His father’s chin lifted aggressively. ‘I can prove the money was given. And more to come.’
‘Then start proving it!’
‘The papers are at my solicitor’s office.’
‘Call your solicitor. Get him to bring the papers here. Show them to me…before you have the chance to cook up more lies behind my back.’
For several tense moments the air between them was charged with Maurizio Peretti’s fierce pride and Luc’s explosive mistrust—a mistrust that Maurizio finally realised could destroy everything between them. He reached for the telephone and began dialling.
Needing to put a cooling distance between himself and his father, Luc moved over to one of the tall, narrow, lancet windows which gave a limited view of the east garden. Limited views was not only a problem with the old-fashioned architecture of this house. The limited view his father had of Skye Sumner was deeply offensive to him, especially since she’d been innocent of the damning sins manufactured against her. He wasn’t sure he could ever forgive his father for that. If the solicitor couldn’t bring proof of some caring…
‘John, I’m sorry to break in on your evening but this is an emergency. I need the Skye Sumner file and I need it now.’
Silence while the other man spoke.
‘Yes,’ his father replied tersely. ‘I’m at home. Bring it here as soon as you can.’
End of conversation.
Luc didn’t turn around. He had nothing more to say to his father at this point and the tension inside him needed some calming. Seeing Skye in the flesh today, being in touchable distance of her… it wasn’t only his son he wanted. Had he ever stopped wanting her?

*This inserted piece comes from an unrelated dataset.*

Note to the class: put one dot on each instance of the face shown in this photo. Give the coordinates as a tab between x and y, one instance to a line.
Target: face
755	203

It had driven him mad, seeing her with Roberto in the photos, thinking of her giving his brother what he’d believed was all his, only his, the gift of herself in loving abandonment. Somehow he had to persuade her she could trust him with that gift again. Somehow…

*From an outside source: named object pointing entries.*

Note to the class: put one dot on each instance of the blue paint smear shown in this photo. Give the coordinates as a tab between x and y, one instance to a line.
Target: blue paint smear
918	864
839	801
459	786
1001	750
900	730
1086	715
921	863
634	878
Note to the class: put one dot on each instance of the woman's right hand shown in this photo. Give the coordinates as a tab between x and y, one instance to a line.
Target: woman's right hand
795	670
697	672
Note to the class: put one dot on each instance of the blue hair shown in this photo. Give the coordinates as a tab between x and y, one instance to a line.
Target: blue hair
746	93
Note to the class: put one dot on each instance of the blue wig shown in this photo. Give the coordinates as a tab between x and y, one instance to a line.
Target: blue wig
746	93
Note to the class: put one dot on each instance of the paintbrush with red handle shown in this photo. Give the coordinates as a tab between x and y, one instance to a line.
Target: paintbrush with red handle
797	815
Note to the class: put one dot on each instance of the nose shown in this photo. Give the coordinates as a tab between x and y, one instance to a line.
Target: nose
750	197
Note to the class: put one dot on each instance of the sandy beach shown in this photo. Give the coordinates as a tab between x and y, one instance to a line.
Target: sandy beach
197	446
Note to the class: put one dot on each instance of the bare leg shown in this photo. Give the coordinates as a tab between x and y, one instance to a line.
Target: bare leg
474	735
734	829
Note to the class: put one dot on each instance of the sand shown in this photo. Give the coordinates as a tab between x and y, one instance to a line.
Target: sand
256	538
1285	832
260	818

‘A trust fund was set up for the child’s support and education,’ his father stated, the leather of his chair creaking as he resumed his seat behind the desk to wait for the solicitor’s arrival.
If that was true, there could not have been an instruction to abort the child. Not from his father. Yet Luc would not disbelieve Skye. So where had the instruction come from? Had one of his father’s underlings decided that cutting corners would be the best result for his boss?